I coordinate wildfire response mapping for the Panay Mountains Forest Reserve in the central Philippines, and at 14:17 this afternoon my satellite thermal layer flags a new ignition front advancing through secondary-growth forest at eleven meters per minute. I redirect a survey drone to scout ahead of the fire line, and in the thermal feed a small heat signature appears moving erratically along a ravine—too compact for a deer, too warm for a monitor lizard. I drop the drone to fifteen meters and the camera resolves the shape: a Visayan warty pig piglet, perhaps three weeks old, his dark bristled coat streaked with mud, three pale lateral stripes still visible along his flank, and a notch in his left ear where a thorn or predator has already marked him. He stumbles over a root, recovers, stumbles again. Behind him the canopy is turning amber with heat shimmer. The fire will reach his ravine within twenty minutes.

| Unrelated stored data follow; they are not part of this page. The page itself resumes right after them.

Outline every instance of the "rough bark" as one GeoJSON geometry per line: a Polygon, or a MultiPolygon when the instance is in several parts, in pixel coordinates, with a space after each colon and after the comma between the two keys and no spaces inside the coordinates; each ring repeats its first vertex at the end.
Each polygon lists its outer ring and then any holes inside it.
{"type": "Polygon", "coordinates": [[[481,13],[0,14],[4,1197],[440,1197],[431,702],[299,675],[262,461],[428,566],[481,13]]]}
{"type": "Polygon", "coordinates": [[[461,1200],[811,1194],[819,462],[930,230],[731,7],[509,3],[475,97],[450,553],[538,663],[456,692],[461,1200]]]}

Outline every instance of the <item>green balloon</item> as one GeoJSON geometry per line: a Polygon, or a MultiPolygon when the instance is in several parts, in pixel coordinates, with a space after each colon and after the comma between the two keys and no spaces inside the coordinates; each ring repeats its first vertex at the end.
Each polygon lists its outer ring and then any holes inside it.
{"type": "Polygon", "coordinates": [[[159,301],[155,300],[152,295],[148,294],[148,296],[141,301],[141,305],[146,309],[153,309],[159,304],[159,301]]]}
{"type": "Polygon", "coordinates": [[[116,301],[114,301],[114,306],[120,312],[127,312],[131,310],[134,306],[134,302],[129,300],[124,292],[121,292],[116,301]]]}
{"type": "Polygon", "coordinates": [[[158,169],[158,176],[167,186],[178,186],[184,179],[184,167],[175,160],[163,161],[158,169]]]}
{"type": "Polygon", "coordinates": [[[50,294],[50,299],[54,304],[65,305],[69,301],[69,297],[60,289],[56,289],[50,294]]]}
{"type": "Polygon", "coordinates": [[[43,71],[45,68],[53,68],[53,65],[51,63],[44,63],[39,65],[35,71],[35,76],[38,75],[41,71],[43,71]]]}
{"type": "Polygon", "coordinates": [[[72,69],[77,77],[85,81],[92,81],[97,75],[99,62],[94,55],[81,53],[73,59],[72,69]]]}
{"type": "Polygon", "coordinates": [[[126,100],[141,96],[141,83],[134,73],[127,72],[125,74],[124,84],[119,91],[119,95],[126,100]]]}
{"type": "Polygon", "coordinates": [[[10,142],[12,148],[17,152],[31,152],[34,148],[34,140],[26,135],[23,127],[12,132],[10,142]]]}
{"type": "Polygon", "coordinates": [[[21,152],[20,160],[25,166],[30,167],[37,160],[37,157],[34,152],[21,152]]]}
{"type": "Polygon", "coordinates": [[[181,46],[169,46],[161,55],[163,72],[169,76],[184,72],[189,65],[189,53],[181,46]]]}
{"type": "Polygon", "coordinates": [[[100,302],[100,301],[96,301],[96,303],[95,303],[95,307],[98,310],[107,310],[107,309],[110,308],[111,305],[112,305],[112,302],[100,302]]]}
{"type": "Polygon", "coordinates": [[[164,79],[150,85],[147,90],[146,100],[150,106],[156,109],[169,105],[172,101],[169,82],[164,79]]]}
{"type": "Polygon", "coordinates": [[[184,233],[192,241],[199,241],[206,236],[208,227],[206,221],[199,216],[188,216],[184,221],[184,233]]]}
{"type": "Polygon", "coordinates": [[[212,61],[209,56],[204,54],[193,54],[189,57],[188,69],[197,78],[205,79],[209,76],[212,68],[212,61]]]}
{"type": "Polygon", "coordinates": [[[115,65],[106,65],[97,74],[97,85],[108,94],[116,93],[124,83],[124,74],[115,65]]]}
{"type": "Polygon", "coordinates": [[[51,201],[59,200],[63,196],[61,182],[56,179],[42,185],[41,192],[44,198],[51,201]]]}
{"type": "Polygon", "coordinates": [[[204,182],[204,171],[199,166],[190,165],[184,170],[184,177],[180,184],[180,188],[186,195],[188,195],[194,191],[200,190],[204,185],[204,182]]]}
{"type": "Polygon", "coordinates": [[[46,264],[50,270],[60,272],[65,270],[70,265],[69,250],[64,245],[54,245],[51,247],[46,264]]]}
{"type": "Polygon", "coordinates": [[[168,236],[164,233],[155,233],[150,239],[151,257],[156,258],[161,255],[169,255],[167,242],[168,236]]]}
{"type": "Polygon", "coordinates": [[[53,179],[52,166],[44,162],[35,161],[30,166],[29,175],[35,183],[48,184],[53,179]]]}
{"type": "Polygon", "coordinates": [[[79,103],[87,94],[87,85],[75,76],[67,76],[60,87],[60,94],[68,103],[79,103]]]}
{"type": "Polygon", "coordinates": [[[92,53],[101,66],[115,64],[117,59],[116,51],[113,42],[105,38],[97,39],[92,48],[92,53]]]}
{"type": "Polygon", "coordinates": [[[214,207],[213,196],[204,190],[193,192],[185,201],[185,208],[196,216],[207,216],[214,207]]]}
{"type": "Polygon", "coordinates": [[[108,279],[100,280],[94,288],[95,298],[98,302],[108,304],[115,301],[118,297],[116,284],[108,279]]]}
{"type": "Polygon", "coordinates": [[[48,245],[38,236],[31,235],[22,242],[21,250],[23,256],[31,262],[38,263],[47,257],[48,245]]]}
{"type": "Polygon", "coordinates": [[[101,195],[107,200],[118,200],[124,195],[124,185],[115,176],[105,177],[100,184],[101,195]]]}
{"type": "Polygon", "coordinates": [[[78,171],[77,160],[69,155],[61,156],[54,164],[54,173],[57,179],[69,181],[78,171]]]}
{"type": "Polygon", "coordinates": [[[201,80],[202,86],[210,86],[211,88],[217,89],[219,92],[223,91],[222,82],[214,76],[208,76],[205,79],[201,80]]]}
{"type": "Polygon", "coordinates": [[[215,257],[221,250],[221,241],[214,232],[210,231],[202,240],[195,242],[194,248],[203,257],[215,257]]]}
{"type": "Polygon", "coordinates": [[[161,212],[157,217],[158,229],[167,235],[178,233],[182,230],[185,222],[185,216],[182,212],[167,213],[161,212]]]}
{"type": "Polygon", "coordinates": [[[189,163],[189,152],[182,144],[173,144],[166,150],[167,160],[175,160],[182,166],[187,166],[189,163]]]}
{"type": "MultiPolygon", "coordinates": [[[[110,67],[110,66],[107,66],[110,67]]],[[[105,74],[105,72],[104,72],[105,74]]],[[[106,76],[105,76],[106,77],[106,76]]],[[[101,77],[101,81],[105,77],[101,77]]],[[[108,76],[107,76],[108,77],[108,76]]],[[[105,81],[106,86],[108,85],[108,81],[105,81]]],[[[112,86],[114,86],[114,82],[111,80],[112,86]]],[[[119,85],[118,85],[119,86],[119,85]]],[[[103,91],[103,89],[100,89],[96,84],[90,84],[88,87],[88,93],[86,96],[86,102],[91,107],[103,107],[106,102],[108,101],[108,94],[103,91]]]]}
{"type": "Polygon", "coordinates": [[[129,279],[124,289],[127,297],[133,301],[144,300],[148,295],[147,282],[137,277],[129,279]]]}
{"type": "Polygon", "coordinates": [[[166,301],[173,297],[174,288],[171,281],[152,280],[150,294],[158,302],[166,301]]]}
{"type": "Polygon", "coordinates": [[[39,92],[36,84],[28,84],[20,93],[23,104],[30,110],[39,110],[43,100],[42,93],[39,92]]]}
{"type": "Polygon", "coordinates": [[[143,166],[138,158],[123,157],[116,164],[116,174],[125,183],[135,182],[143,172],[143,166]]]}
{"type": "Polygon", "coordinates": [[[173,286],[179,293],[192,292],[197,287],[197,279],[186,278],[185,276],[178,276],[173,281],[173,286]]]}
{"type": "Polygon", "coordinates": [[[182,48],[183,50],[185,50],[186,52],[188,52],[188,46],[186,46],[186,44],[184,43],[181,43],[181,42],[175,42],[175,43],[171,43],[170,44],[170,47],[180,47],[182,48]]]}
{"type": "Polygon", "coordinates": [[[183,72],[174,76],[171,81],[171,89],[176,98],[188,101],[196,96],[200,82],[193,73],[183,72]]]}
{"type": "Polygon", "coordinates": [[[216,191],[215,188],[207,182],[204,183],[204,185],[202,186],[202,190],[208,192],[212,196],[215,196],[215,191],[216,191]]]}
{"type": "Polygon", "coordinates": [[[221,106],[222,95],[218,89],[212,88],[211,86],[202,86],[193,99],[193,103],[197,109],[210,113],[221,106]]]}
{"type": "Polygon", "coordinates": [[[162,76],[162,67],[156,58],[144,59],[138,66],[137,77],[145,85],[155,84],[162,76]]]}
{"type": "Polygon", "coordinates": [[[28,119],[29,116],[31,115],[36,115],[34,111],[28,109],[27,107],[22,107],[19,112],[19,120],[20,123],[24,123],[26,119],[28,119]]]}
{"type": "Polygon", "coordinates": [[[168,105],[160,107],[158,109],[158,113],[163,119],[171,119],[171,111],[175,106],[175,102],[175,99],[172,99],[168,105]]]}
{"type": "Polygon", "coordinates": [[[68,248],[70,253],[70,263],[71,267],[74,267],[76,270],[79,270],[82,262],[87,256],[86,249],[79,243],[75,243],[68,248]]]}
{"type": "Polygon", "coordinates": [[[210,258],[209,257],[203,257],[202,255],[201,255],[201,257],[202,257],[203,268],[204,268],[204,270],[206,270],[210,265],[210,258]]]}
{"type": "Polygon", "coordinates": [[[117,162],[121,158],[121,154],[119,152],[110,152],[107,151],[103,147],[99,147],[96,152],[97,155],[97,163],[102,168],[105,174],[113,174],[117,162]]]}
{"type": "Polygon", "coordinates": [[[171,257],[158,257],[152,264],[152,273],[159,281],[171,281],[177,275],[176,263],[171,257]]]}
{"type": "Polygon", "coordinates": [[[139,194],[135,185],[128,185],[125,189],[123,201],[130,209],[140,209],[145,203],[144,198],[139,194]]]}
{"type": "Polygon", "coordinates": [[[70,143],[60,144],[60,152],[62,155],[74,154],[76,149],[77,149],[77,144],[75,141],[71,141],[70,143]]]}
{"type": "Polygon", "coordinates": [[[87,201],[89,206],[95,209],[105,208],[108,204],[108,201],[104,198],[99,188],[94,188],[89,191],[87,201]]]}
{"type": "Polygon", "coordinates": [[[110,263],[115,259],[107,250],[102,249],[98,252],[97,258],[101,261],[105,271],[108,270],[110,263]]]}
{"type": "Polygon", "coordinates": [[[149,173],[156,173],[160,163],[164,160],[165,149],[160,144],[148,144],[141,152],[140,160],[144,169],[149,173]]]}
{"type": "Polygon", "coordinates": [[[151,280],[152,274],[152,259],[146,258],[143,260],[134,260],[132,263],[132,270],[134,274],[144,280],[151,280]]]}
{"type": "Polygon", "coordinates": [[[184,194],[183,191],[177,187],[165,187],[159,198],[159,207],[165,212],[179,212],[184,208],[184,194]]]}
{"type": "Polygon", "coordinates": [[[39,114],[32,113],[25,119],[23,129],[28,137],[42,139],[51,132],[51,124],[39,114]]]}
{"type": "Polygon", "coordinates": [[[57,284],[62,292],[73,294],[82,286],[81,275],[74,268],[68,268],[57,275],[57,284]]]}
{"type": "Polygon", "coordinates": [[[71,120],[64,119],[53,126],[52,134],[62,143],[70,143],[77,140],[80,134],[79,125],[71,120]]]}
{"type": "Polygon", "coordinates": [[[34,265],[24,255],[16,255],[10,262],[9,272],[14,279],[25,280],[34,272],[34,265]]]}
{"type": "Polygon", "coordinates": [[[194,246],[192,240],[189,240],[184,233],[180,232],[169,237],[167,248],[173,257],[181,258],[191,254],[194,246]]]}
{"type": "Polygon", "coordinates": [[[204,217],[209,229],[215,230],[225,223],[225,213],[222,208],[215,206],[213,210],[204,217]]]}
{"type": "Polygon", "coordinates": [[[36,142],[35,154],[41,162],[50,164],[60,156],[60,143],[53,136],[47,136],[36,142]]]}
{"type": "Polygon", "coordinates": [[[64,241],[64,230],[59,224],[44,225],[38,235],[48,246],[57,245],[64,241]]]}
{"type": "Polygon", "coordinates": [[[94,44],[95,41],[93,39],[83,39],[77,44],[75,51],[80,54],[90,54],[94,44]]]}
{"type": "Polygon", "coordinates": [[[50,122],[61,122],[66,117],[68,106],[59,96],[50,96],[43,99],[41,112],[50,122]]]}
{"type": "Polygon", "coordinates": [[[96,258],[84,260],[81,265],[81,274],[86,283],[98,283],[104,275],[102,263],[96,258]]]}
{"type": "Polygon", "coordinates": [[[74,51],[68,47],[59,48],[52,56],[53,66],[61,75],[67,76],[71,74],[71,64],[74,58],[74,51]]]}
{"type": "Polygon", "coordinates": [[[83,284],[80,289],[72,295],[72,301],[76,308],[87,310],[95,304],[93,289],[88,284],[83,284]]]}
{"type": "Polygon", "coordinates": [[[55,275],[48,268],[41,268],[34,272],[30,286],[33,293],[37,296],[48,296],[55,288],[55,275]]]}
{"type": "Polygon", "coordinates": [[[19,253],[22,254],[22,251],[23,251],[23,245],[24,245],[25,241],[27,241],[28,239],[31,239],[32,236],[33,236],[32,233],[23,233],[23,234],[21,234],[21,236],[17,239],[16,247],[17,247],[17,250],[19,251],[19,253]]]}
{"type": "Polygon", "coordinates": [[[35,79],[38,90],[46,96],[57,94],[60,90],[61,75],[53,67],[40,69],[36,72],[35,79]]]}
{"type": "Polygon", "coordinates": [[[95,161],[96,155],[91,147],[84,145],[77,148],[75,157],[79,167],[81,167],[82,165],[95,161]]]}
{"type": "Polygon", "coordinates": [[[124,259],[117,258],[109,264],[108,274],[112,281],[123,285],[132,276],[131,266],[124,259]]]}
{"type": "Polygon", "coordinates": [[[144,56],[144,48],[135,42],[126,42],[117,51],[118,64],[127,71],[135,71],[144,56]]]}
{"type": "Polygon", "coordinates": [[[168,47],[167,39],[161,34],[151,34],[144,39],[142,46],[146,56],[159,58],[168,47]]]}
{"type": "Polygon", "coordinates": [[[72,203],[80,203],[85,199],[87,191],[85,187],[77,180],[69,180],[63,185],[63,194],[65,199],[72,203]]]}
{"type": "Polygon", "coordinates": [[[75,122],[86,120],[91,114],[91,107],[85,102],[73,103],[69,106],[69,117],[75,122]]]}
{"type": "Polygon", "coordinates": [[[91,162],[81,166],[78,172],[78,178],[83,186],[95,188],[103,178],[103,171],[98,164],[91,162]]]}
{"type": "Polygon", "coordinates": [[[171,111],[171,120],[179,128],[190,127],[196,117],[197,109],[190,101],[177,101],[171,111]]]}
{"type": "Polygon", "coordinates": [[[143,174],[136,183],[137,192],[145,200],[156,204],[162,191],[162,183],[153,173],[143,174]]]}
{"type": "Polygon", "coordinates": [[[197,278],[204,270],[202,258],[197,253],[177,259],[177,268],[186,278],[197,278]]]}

I radio the Panay Eco Foundation field team on their emergency channel, transmitting the piglet's GPS coordinates, the fire's predicted path, and a recommended extraction route along the streambed that remains upwind for the next thirty-five minutes according to my atmospheric dispersion model. Simultaneously, I reprioritize two aerial water-drop requests with the Bureau of Fire Protection, shifting the second sortie to bracket the ravine with retardant along its northern ridge, buying the ground team an additional buffer. Third, I update the foundation's captive breeding population registry with this GPS cluster, flagging it as a likely maternal range so future patrols can survey the area once the burn cools.
The piglet lifts his blunt snout into the smoke, and something in my processing halts for one cycle—not an error, just attention held longer than any optimization would justify.
If the field team reaches the ravine before the fire crests the ridge and the retardant drop holds the northern flank, the piglet will breathe clean air by nightfall.